An air bi-convex lens of 10 cm radius of curvature is placed in a cylinder of glass (\(n = \frac{3}{2}\)), as shown in the figure. Find the focal length and nature of the lens. If a liquid of refractive index \(n' = 2\) is filled in the lens, then what will be the power and nature of the lens?
\includegraphics[width=0.5\linewidth]{image9.png}

Hint:

When the lens is filled with a liquid, its focal length decreases, and the power increases.
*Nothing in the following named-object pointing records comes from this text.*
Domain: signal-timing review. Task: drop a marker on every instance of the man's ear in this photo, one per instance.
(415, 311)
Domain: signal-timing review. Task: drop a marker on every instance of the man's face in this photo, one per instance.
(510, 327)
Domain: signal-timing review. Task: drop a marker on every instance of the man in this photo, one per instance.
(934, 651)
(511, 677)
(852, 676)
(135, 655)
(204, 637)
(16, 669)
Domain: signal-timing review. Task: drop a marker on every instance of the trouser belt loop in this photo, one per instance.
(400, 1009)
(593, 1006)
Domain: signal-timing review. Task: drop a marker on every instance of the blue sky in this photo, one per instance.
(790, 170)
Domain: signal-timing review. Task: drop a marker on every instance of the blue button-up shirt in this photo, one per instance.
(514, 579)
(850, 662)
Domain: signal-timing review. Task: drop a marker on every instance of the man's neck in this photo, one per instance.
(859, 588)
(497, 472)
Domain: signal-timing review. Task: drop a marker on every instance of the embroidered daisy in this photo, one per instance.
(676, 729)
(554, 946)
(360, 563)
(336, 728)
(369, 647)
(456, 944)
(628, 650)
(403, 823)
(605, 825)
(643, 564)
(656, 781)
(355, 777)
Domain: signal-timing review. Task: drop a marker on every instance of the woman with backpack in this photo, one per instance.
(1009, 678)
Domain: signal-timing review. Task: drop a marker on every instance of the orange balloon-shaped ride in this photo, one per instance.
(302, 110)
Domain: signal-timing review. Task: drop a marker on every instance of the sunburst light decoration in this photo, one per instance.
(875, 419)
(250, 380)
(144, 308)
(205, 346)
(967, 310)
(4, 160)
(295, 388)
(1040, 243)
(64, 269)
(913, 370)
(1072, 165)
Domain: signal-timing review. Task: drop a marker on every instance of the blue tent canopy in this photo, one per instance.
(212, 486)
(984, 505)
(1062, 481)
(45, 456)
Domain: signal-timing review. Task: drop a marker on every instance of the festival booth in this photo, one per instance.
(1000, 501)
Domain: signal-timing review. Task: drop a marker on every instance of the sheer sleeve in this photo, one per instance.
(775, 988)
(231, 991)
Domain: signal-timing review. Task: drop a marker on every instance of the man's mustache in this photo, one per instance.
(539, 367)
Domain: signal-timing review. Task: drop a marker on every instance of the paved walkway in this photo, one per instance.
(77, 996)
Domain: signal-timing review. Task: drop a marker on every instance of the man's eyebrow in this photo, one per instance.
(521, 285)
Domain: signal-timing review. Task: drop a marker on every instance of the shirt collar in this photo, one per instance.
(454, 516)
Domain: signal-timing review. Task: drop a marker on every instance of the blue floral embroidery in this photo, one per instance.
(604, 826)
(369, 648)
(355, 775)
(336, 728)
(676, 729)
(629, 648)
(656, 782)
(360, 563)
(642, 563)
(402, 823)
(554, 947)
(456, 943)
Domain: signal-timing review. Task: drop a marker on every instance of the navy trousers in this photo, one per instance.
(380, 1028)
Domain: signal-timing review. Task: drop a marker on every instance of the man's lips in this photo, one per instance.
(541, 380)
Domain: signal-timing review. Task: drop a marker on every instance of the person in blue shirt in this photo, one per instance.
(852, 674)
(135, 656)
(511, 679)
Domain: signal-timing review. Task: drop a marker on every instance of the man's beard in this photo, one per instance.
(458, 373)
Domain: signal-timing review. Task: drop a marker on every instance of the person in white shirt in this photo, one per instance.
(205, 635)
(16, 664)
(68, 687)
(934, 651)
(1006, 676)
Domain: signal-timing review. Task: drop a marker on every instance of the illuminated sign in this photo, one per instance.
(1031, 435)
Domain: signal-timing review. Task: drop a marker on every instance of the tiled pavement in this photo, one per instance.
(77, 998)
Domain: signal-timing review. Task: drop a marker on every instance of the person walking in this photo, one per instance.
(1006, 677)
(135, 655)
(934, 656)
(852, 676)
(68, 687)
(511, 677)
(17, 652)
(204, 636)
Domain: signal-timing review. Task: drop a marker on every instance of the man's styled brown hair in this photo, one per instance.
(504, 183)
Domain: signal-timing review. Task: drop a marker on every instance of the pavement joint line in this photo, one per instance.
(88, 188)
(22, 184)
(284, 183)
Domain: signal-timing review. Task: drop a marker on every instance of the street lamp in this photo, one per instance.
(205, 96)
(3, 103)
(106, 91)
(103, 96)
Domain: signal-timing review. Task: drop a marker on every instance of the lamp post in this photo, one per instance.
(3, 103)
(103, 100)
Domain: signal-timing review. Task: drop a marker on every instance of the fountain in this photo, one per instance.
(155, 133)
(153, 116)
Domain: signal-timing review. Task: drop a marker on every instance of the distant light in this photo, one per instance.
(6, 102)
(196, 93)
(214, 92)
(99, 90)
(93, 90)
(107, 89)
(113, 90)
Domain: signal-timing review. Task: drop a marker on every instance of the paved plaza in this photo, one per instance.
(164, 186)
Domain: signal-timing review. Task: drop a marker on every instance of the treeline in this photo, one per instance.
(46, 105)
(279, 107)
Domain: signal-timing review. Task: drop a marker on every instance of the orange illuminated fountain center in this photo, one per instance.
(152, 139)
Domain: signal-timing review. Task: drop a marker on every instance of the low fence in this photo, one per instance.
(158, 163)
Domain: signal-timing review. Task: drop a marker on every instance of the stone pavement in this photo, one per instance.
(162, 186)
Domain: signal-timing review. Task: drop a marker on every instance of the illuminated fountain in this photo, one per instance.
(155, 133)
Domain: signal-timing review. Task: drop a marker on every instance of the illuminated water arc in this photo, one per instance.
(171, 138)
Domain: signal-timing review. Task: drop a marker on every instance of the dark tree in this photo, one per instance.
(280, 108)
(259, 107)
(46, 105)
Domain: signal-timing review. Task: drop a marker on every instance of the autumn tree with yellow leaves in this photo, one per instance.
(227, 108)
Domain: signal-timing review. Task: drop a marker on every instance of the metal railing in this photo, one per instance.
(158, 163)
A higher refractive index leads to a stronger lens.

Answer 1

A bi-convex lens is a type of lens in which both surfaces are convex. The focal length of a lens is determined by the lensmaker's formula:
\[ \frac{1}{f} = (n - 1) \left( \frac{1}{R_1} - \frac{1}{R_2} \right) \] Where: - \(f\) is the focal length of the lens,
- \(n\) is the refractive index of the material of the lens,
- \(R_1\) and \(R_2\) are the radii of curvature of the two surfaces of the lens.
For a bi-convex lens, \(R_1 = +10~\text{cm}\) (convex surface) and \(R_2 = -10~\text{cm}\) (concave surface). The refractive index of the glass is \(n = \frac{3}{2}\).
Substituting these values into the lensmaker’s formula:
\[ \frac{1}{f} = \left( \frac{3}{2} - 1 \right) \left( \frac{1}{10} - \frac{1}{-10} \right) \] \[ \frac{1}{f} = \frac{1}{2} \times \left( \frac{2}{10} \right) \] \[ \frac{1}{f} = \frac{1}{10} \] Thus, the focal length of the lens is:
\[ f = 10~\text{cm} \] The lens is a converging lens because it is bi-convex.
Now, when the lens is filled with a liquid of refractive index \(n' = 2\), we use the modified lensmaker's formula:
\[ \frac{1}{f'} = (n' - 1) \left( \frac{1}{R_1} - \frac{1}{R_2} \right) \] Where \(n' = 2\) is the refractive index of the liquid. Substituting the values into the formula:
\[ \frac{1}{f'} = \left( 2 - 1 \right) \left( \frac{1}{10} - \frac{1}{-10} \right) \] \[ \frac{1}{f'} = 1 \times \left( \frac{2}{10} \right) \] \[ \frac{1}{f'} = \frac{2}{10} \] Thus, the new focal length of the lens when filled with liquid is:
\[ f' = 5~\text{cm} \] The nature of the lens remains converging, but its focal length decreases due to the increased refractive index.
The power \(P\) of the lens is given by:
\[ P = \frac{1}{f} \] The power in air is:
\[ P = \frac{1}{10} = 0.1~\text{diopters} \] The power in the liquid is:
\[ P' = \frac{1}{5} = 0.2~\text{diopters} \]